Quantum Simulation and Energy Estimation for Discretized Anharmonic oscillator
Saurav Suman, Bikash K. Behera, Vivek Vyas, Prasanta k. Panigrahi
TL;DR
The paper addresses the challenge of simulating anharmonic quantum oscillators beyond harmonic approximations on classical computers by implementing a discretized QAHO on IBM Quantum Experience using a 3-qubit circuit. It combines a filter-based, Toffoli-enabled quantum time-evolution framework with VQE and VQD to estimate ground and excited energies, achieving an energy accuracy of about $1.11\%$ relative to exact diagonalization. The authors demonstrate scalability to higher qubit counts and benchmark against perturbation theory and WKB, finding VQE to be more accurate in this setting.

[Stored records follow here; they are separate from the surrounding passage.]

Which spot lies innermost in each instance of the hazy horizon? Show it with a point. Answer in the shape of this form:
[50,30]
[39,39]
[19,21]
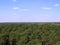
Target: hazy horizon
[29,10]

This work underscores the potential of hybrid quantum-classical approaches for quantum chemistry and materials science in the NISQ era and lays groundwork for more complex, multi-dimensional simulations.
Abstract
Anharmonic potential quantum system play crucial role in physics as they provide a more realistic description of oscillatory phenomena, which often deviate from the idealized harmonic model. However, simulating such system on classical computers is highly challenging due to nonlinear interactions, large state spaces, and the exponential scaling of memory and computational resources. In this work, quantum simulation is employed to model a quantum anharmonic oscillator (QAHO) using a 3-qubit system implemented on IBM's Quantum Experiences platform. A quantum circuit with a filter-based design and Toffoli gates is constructed to track quantum state evolution, capturing key phenomena like quantum revival. The framework is further extended to n-qubit system to enhance resolution and scalability. For energy estimation, the Variational Quantum Eigensolver (VQE) with a TwoLocal ansatz and variational Quantum Deflation (VQD), are used to compute ground and excited state energies. The proposed approach achieves high accuracy with an error of only 1.11% compared to exact methods. Notably, VQE outperforms classical approximations such as perturbation theory (error 6.71%) and the Wentzel-Kramers-Brillouin (WKB) approximation(error 5.36%), yielding more precise energy values. These results highlight the potential of quantum simulation and VQD as effective tools for investigating complex quantum system, paving the way for future application in quantum chemistry and materials science as quantum hardware continues to advance.